Both preparing and eating the PKU diet is burdensome: it requires substitutes for most protein foods, such as bread, rice, pasta, meat, fish, eggs and dairy products. These are supplemented with a special formula containing the other amino acids. Both the low-protein foods and the formula are expensive. And, of course, many of the social pleasures of eating are lost.

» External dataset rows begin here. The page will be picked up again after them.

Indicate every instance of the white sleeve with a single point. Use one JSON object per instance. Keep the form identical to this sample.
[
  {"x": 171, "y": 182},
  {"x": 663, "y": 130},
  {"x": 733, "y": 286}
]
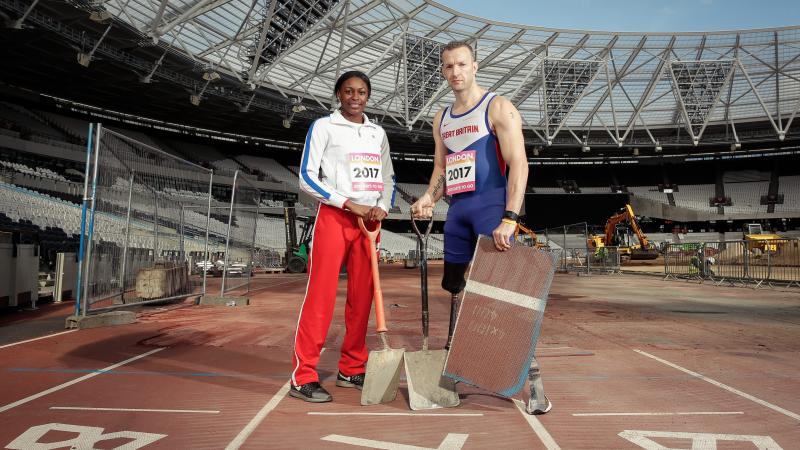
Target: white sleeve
[
  {"x": 386, "y": 199},
  {"x": 316, "y": 142}
]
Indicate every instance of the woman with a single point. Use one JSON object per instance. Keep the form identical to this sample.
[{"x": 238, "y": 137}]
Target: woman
[{"x": 346, "y": 166}]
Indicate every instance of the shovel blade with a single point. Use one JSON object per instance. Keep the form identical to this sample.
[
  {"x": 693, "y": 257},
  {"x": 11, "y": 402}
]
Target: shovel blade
[
  {"x": 382, "y": 376},
  {"x": 427, "y": 388}
]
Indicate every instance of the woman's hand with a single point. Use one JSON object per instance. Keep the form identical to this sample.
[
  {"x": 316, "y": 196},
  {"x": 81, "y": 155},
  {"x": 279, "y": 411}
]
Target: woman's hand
[
  {"x": 359, "y": 210},
  {"x": 376, "y": 214}
]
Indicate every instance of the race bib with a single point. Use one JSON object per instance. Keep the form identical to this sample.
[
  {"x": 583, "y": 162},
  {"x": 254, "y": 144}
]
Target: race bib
[
  {"x": 365, "y": 172},
  {"x": 460, "y": 176}
]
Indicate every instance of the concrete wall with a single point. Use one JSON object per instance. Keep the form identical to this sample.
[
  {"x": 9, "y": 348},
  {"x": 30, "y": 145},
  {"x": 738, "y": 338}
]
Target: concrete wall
[
  {"x": 650, "y": 208},
  {"x": 18, "y": 276}
]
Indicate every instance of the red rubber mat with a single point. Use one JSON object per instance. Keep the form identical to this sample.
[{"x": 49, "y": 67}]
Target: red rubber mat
[{"x": 500, "y": 316}]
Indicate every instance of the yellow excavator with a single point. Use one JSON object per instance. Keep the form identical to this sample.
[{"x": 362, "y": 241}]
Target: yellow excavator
[
  {"x": 522, "y": 229},
  {"x": 641, "y": 251},
  {"x": 757, "y": 238}
]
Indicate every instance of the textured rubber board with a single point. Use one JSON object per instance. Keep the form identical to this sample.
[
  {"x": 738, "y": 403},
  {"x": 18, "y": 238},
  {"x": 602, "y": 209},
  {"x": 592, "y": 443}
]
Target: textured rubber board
[{"x": 500, "y": 317}]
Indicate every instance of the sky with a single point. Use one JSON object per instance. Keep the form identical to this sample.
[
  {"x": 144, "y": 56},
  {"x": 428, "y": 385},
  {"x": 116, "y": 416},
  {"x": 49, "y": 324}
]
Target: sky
[{"x": 641, "y": 15}]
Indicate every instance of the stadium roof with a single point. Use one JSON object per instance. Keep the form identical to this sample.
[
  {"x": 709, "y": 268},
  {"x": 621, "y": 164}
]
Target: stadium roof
[{"x": 573, "y": 88}]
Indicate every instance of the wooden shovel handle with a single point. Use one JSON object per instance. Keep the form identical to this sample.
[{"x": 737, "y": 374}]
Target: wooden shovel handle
[{"x": 377, "y": 294}]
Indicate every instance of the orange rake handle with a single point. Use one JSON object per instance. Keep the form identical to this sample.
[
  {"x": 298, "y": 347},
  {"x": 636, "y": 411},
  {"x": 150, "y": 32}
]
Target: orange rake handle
[{"x": 377, "y": 294}]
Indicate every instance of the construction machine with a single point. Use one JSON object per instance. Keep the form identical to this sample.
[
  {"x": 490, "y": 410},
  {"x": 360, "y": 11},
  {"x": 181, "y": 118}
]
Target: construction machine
[
  {"x": 297, "y": 249},
  {"x": 641, "y": 251},
  {"x": 757, "y": 238},
  {"x": 527, "y": 233}
]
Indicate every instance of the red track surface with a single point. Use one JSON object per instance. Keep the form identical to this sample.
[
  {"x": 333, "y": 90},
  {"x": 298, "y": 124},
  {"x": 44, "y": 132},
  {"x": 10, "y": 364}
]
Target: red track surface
[{"x": 648, "y": 355}]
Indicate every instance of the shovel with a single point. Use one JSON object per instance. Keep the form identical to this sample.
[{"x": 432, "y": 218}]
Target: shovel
[
  {"x": 383, "y": 366},
  {"x": 427, "y": 388}
]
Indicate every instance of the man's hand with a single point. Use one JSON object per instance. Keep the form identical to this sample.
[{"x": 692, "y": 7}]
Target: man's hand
[
  {"x": 423, "y": 208},
  {"x": 503, "y": 234},
  {"x": 376, "y": 214}
]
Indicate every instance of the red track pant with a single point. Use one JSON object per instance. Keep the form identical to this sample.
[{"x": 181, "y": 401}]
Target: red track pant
[{"x": 337, "y": 240}]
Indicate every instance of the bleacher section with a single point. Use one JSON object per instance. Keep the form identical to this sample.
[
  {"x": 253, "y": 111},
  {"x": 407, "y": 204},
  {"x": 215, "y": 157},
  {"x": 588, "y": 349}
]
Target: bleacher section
[
  {"x": 746, "y": 197},
  {"x": 270, "y": 168},
  {"x": 27, "y": 121},
  {"x": 694, "y": 196},
  {"x": 790, "y": 188}
]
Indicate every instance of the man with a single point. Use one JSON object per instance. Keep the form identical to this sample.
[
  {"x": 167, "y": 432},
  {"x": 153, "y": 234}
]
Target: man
[{"x": 480, "y": 161}]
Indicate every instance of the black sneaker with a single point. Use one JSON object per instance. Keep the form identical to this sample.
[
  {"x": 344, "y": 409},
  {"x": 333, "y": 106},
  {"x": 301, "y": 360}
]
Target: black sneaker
[
  {"x": 311, "y": 392},
  {"x": 356, "y": 381},
  {"x": 539, "y": 408}
]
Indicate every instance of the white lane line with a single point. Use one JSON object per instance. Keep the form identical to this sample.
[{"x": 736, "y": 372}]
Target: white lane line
[
  {"x": 769, "y": 405},
  {"x": 256, "y": 421},
  {"x": 538, "y": 428},
  {"x": 77, "y": 380},
  {"x": 693, "y": 413},
  {"x": 396, "y": 414},
  {"x": 81, "y": 408},
  {"x": 36, "y": 339}
]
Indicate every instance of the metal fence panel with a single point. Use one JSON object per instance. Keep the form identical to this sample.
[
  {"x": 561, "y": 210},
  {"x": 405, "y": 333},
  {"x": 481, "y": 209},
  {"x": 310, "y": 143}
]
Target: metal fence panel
[
  {"x": 771, "y": 261},
  {"x": 136, "y": 239},
  {"x": 240, "y": 238}
]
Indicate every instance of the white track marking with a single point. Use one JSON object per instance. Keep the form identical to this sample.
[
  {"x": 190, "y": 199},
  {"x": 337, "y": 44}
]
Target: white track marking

Individuals with PKU do not usually feel sick, so they lack an important incentive to comply with the diet. Compliance is particularly hard for pregnant women, who must drink more of the formula at a time when many are nauseated by it. If they fail to maintain metabolic control, the effects on their offspring can be catastrophic. At high levels, phenylalanine is a teratogen — over 90% of the infants of untreated PKU mothers will be irreversibly retarded. This problem of ‘maternal PKU’ is an unintended consequence of screening. Before the Guthrie test, few women with PKU bore children. Now, fortunately, many marry and have families. But unless maternal PKU can be controlled, much of the benefit of screening might be erased by the birth of children to untreated women.

PKU has become an exemplar for the promise of genetic medicine. It is true that screening and treatment have allowed many individuals who would have been severely damaged to attend school, hold jobs, and live otherwise normal lives. But the history of PKU also provokes scepticism about simple scientific fixes. ‘Solving’ the initial problem created the new one of maternal PKU. Moreover, for men and women, coping with PKU has turned out to be a lifelong effort, requiring substantial psychological, financial and social support. The path of scientific prevention did not, after all, obviate the need for social services; if anything, it has increased their importance.